In der Metaphysik lesen (1004b 18 –27)

Dank einigen Stimmen in unserer kleinen Runde haben wir die zehn Zeilen (1004b 18 – 27) nicht überlesen, die Aristoteles in die wissenschaftstheoretischen Überlegungen des Kapitels 2 (Buch IV) einschiebt. Es handelt sich um die höchst befremdlichen äußerst polemischen „Abrechnungen“ mit zwei Schulen, die sich als philosophische ausgeben, von Aristoteles jedoch aus der Philosophie ausgeschlossen werden. Aristoteles war schon vielfach – vor allem im Buch I, auch im Buch III – auf andere Philosophen eingegangen, insbesondere auf vorausliegende, die er einerseits als verdienstreiche, aber auch als unzureichende Vorläufer behandelt hatte. Wenige Zeilen nach den eben genannten wird er übrigens wieder in gewohnter Weise auf die Thesen jener Vorläufer ganz kurz eingehen.
Wen aber meint er mit den „Dialektikern“ und den „Sophisten“? Erstere waren in Buch I (987b 33) ganz kurz und indirekt erwähnt worden: es müssen wohl Platoniker sein – und zwar mit ihm zeitgenössische (also nicht Platon selber), welche er an die Pythagoräer annähert.[1] Neben diese zeitgenössischen Platoniker werden als weitere Nicht-Philosophen, explizit als Schein-Philosophen, die „Sophisten“ gestellt, die hier zum ersten Mal auftauchen: auch sie als Zeitgenossen. Sie sind uns aber einigermaßen „bekannt“ – denn sie waren schon von Sokrates-Platon als die großen Widersacher erkannt und bekämpft worden.[2] Aristoteles tut hier also nichts anderes als die zwei „historischen Feinde“ – platonische und sophistische „Philosophen“ – zu einem Doppelpaket zusammenschnüren und zu seinem aktuellen Feindbild aufbauen, ausbauen. Ein ansehnliches Doppel-Feind-Bild.

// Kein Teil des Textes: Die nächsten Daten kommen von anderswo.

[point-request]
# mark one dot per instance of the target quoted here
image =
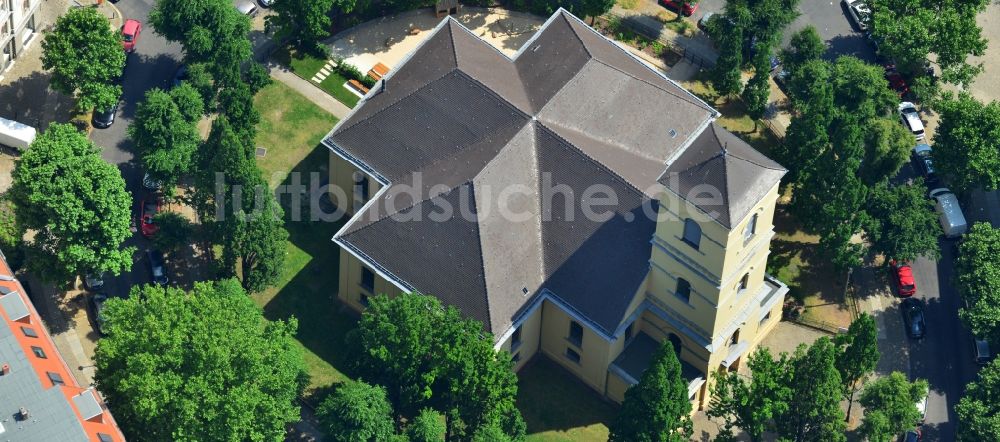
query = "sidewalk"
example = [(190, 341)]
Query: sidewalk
[(644, 15)]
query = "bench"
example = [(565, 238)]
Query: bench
[(358, 86)]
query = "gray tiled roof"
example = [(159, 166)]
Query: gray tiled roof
[(50, 416), (573, 109)]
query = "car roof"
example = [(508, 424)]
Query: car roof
[(130, 25)]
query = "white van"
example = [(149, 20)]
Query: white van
[(16, 135), (949, 213)]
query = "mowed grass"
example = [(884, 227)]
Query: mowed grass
[(305, 66), (291, 128), (558, 407)]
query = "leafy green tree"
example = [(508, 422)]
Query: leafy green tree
[(978, 280), (858, 355), (752, 405), (175, 231), (211, 31), (304, 22), (86, 58), (76, 204), (979, 410), (887, 149), (658, 407), (427, 355), (813, 412), (966, 143), (908, 31), (165, 138), (356, 412), (237, 104), (428, 426), (805, 46), (905, 225), (202, 365), (890, 406), (189, 102)]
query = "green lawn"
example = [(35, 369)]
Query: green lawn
[(291, 128), (558, 407), (306, 66)]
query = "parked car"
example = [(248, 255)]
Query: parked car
[(97, 310), (704, 20), (913, 318), (949, 213), (922, 154), (157, 267), (859, 12), (150, 183), (981, 349), (130, 34), (105, 118), (246, 7), (911, 119), (93, 281), (180, 75), (906, 286), (150, 207), (684, 8)]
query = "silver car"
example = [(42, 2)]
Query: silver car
[(246, 7)]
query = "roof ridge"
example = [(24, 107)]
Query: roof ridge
[(601, 165)]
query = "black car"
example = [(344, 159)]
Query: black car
[(913, 318), (104, 119), (158, 267)]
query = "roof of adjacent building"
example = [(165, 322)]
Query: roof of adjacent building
[(55, 412), (459, 122)]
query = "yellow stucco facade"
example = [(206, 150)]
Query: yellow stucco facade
[(711, 299)]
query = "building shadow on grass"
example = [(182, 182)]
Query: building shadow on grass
[(308, 288)]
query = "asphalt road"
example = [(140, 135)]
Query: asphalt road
[(151, 65), (830, 19)]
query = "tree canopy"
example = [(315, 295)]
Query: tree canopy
[(979, 410), (658, 407), (967, 143), (752, 405), (908, 31), (978, 280), (891, 406), (86, 58), (75, 202), (166, 137), (201, 365), (428, 355), (356, 412)]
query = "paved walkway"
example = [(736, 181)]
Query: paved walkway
[(310, 91)]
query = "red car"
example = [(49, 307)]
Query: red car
[(150, 207), (905, 283), (130, 34), (687, 8)]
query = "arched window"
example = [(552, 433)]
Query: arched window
[(683, 290), (692, 233)]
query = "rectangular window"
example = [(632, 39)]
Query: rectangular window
[(572, 355), (750, 229), (515, 339), (575, 333), (683, 290), (55, 378), (367, 279)]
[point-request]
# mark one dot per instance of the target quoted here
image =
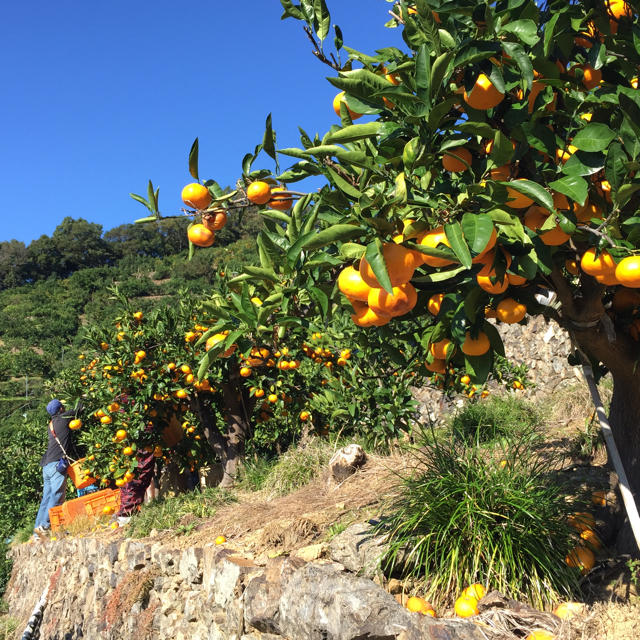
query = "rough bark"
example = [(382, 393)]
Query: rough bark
[(585, 317)]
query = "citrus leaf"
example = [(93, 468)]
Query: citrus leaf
[(193, 160), (573, 186), (594, 137)]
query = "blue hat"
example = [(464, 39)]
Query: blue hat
[(53, 407)]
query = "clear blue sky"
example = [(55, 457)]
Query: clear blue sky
[(98, 98)]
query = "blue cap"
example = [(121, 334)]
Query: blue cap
[(53, 407)]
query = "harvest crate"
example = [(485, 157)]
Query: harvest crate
[(56, 517), (90, 505)]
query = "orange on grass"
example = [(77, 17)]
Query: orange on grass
[(436, 366), (199, 235), (456, 160), (466, 606), (566, 610), (516, 199), (259, 192), (336, 106), (483, 95), (627, 272), (510, 311), (399, 262), (432, 239), (279, 200), (401, 301), (196, 195), (476, 346), (215, 220), (440, 349), (350, 283), (582, 558), (582, 520), (434, 303)]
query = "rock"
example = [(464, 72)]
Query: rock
[(346, 461), (310, 552), (357, 549)]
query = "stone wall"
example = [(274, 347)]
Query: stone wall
[(144, 590)]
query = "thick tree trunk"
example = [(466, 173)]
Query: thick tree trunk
[(595, 334)]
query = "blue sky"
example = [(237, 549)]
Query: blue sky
[(99, 98)]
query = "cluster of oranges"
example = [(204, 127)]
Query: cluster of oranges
[(203, 234)]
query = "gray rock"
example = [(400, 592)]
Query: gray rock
[(357, 549)]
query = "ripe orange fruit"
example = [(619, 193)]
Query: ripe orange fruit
[(350, 283), (196, 195), (432, 239), (259, 192), (476, 591), (483, 95), (280, 201), (582, 558), (437, 366), (627, 272), (440, 349), (336, 106), (476, 346), (199, 235), (466, 606), (400, 265), (456, 160), (516, 199), (597, 265), (215, 220), (401, 301), (510, 311), (434, 303)]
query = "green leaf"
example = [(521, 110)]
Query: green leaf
[(573, 186), (533, 190), (454, 234), (375, 258), (354, 132), (352, 250), (439, 72), (335, 233), (269, 139), (594, 137), (193, 160), (525, 30), (477, 229), (549, 28), (321, 299), (322, 20)]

Wieso dieser neue Ton im Umgang mit „anderen“ Philosophen? Aristoteles deutet einen sachlichen Grund an: beide schlüpfen in die Gestalt des Philosophen, beide reden genau über die philosophischen Themen, das Thema, das allen gemeinsam ist, also Dialektikern, Sophisten und ihm selber, ist justament „das Seiende“. Aristoteles betont diese präzise Gemeinsamkeit. Und die hat nun gerade im Buch IV ihre engste Zuspitzung erfahren: jetzt hat Aristoteles die Bestimmung der „gesuchten Wissenschaft“ verschärft durch die Wiederholung, die tautologische Wiederholung „des Seienden“. Indem die Konkurrenten sich genau auf diesen sehr speziellen Gegenstand kaprizieren – ihn aber gleichwohl verfehlen, werden aus Kollegen, Konkurrenten, Gegnern nicht bloß Feinde. „Feinde“ das ist immerhin noch eine politische Kategorie. Es werden aus ihnen solche, die nur noch mit einem „ontologischen“ Negativ-Vorzeichen angeschrieben werden können: mit „Schein-“, oder „Un-“, oder „Nicht-“.[3] Im Ergebnis verfehlen sie den gemeinsam mit allen gesuchten Gegenstand. Sie verfehlen ihn aber nicht aufgrund zufälliger Fehlleistungen – wie das bei einem schwierigen Gegenstand eben vorkommen kann, weshalb ja auch die Philosophen gelegentlich in „Aporien“ verstrickt sind. Sie verfehlen ihn aufgrund habitueller Fehleinstellungen, die Aristoteles nur indirekt bezeichnet, indem er die richtigen Einstellungen, die sich bei den Philosophen finden, andeutet – aber nur knapp: nämlich „Wendung des Vermögens“ und „Entscheidung für die Lebensweise“.
Die zweite Formel bezeichnet den Unterschied des Philosophen gegenüber dem Sophisten und da kann man die „praktische“ Weichenstellung vermuten, die auch für eine theoretische Wissenschaft, jedenfalls die höchste theoretische Wissenschaft, notwendig oder sagen wir „entscheidend“ ist. Die andere Formel, die mit dem „Vermögen“ könnte in Richtung einer „poietischen“ oder „technischen“ Voraussetzung für Philosophie gedeutet werden. Gilt das auch für die „Wendung“ – oder liegt da eher ein praktisches Moment? Ist die „gesuchte Wissenschaft“ auch eine „praktische“ Leistung? Auch eine „poietisch-technische“?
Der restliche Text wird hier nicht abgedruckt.